Further, the Court noted that the apparent dichotomy between Sections 27 and 28 of the PC & PNDT Act was set at rest by the Division Bench of the Court in Hardeep Singh & Another Vs. State of Haryana & Others.

From the perusal of this decision, the Court observed that an FIR is certainly maintainable but for the purposes of taking of cognizance, the report under Section 173 Cr.P.C. should be accompanied by the complaint of an Appropriate Authority. Additionally, the Court held that it is the trial Court that shall decide as to whether cognizance is to be taken in a particular case on the basis of the Police report accompanied with the appropriate complaint.

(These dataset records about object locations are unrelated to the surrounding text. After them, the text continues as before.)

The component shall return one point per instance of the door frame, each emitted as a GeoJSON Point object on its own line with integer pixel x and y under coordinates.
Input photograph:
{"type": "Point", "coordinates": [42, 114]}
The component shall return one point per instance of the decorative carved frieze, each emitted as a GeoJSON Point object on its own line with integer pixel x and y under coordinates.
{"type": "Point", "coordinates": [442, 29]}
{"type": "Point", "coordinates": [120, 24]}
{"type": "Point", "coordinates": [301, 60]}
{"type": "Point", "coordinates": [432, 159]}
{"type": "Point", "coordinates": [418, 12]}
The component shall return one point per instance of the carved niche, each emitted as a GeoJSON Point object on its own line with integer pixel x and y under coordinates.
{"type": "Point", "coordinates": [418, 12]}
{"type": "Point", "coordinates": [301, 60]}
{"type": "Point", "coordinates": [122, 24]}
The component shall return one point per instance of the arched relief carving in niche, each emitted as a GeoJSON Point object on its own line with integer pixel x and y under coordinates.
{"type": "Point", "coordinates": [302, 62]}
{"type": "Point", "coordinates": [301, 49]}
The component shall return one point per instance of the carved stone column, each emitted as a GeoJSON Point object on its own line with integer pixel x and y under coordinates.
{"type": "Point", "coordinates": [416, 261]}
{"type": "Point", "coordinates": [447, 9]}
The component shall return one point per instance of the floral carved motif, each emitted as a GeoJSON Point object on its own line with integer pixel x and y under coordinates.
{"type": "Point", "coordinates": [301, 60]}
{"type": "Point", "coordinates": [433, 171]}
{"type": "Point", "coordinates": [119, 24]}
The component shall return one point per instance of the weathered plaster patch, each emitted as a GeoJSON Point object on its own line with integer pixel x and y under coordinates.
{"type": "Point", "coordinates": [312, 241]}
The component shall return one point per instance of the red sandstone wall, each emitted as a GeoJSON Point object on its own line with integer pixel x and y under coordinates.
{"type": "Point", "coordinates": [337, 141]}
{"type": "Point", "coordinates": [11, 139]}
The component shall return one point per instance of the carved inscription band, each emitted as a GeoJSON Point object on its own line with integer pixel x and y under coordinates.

In the present case, the Court observed that undoubtedly, the petitioners were also summoned in a private complaint preferred by the Appropriate Authority and in fact a quashing petition was pending adjudication before the High Court. Thus, the Court held that in the present situation where an accused was summoned in a criminal complaint and was also facing proceedings initiated on the basis of an FIR, resort can be had to the provisions of Section 210 Cr.P.C. which provides that if there is a complaint case and a police investigation in respect of the same offence then the Magistrate concerned shall inquire into or try together the complaint case and the case arising out of a police report as if both the cases have instituted on a Police report.
Thus, in view of the above discussion, the Court opined that the FIR was maintainable under the provisions of the PC & PNDT Act, 1994 and even otherwise, the petitioner had the remedy of seeking clubbing of both the cases in terms of Section 210 Cr.P.C, in which case the trial shall proceed like in a State case. Hence, the Petition was dismissed.